由于饱和模型式(13)不能直接用于反步法设计,为此定义一个如式(14)所示平滑形式的模型来描述非对称饱和非线性模型[36]。
{\tau _{{\text{c}}\iota }} = {\tau _{{\text{Mc}}\iota }} \times {\text{erf}}\left( {\frac{{\sqrt {\text{π}} }}{{2{\tau _{{\text{Mc}}\iota }}}}{\tau _\iota }} \right) (14) 其中:
{\tau _{{\text{Mc}}\iota }} = \left( {\tau _\iota ^ + + \tau _\iota ^ - } \right)/2 + \left( {\left( {\tau _\iota ^ + - \tau _\iota ^ - } \right)/2} \right){\text{sign}}\left( {{\tau _\iota }} \right) ,\;\iota = u, r {\text{erf}}( {\overset{\lower0.5em\hbox{$\smash{\scriptscriptstyle\frown}$}}{{\boldsymbol{x}}} } ) = \dfrac{2}{{\sqrt {\text{π}} }}\displaystyle\int_0^{\overset{\lower0.5em\hbox{$\smash{\scriptscriptstyle\frown}$}}{x} } {{{\text{e}}^{ - {t^2}}}} {\mathrm{d}}t 式中: \text{sign}(·) 为标准的符号函数; \text{erf}(·) 为高斯误差函数。通过调整 \tau _\iota ^ + 和 \tau _\iota ^ - 可以得到对称和非对称的饱和模型。当 \left| {\tau _\iota ^ + } \right| = \left| {\tau _\iota ^ - } \right| 时,可以得到对称的饱和模型;当 \left| {\tau _\iota ^ + } \right| \ne \left| {\tau _\iota ^ - } \right| 时,则为非对称的饱和模型。图2 表示了饱和模型式(13)是平滑形式的饱和限制,其中, \tau _\iota ^ + = 8 , \tau _\iota ^ - = - 4 ,输入信号为 {\tau _{\text{Mc}}} = 25\sin (1.5t){\text{ N}} 。

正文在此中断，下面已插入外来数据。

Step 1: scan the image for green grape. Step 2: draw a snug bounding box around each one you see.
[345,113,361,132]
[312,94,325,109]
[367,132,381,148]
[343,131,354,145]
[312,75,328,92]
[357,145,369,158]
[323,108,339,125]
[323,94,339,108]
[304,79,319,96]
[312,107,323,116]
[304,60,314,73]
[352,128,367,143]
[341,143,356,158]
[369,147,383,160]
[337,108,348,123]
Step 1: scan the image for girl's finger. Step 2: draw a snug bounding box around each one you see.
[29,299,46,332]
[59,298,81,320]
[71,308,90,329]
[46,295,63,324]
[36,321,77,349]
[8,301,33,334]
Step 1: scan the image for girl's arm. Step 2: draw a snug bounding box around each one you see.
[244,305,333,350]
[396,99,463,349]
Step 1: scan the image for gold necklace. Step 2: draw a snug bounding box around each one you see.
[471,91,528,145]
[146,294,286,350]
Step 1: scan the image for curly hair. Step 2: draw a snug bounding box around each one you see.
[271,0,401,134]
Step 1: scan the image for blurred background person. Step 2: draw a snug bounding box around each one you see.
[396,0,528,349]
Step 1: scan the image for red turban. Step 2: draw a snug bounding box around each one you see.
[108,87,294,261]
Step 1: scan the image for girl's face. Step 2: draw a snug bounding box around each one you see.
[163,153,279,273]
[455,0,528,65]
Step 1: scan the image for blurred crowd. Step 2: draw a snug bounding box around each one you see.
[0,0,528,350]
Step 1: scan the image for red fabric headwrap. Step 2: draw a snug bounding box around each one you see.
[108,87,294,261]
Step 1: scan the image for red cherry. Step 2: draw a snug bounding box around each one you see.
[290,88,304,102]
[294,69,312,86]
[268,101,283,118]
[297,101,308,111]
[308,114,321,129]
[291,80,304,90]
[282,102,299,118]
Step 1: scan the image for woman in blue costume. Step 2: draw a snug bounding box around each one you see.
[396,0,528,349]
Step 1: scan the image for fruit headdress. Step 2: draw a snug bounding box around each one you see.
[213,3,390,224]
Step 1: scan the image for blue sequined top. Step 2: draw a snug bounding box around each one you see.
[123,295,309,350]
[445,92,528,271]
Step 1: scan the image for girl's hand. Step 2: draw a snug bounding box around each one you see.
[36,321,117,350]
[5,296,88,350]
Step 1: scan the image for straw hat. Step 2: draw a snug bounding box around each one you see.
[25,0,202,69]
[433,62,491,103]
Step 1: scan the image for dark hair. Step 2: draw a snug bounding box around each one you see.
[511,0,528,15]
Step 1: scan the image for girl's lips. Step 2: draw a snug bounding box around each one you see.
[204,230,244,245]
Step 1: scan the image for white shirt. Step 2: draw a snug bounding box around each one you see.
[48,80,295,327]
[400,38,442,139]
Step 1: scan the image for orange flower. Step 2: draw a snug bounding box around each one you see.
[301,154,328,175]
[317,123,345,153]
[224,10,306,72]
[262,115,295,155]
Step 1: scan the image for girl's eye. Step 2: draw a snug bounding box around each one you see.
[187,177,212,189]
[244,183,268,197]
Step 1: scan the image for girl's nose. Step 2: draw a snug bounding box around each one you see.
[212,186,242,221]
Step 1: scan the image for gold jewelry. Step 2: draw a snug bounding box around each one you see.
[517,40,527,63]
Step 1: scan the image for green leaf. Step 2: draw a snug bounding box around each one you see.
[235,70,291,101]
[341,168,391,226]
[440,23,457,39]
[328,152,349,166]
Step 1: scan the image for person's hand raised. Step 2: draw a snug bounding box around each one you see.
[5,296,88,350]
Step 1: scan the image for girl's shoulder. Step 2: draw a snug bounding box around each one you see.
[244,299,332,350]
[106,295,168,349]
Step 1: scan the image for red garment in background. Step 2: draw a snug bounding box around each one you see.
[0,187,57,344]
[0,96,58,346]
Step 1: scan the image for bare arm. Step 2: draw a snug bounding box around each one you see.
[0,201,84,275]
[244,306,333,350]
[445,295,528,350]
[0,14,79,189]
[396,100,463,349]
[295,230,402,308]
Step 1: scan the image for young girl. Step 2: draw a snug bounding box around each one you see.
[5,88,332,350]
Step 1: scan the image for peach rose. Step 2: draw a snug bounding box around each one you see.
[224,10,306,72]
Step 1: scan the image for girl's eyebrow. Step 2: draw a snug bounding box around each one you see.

进一步地,考虑输入饱和误差{\boldsymbol{\varDelta}} = {\boldsymbol{\tau}} - {{\boldsymbol{\tau}} _{\text{c}}},\tau 为无输入饱和下的控制输入,则动力学模型可改写为
{\boldsymbol{M}}\dot {\boldsymbol{v}} = - {\boldsymbol{C}}\left( {\boldsymbol{v}} \right){\boldsymbol{v}} - {\boldsymbol{D}}\left( {\boldsymbol{v}} \right){\boldsymbol{v}} + {{\boldsymbol{\tau}} _{\text{d}}} + {\boldsymbol{\tau}} - {\boldsymbol{\varDelta}} (15) 其中, {\boldsymbol{\tau}} = {\left[ {{{\tau} _u},0,{{\tau} _r}} \right]^{\rm{T}}} , {\boldsymbol{\varDelta}} = {\left[ {{\varDelta _u},0,{\varDelta _r}} \right]^{\rm{T}}} 。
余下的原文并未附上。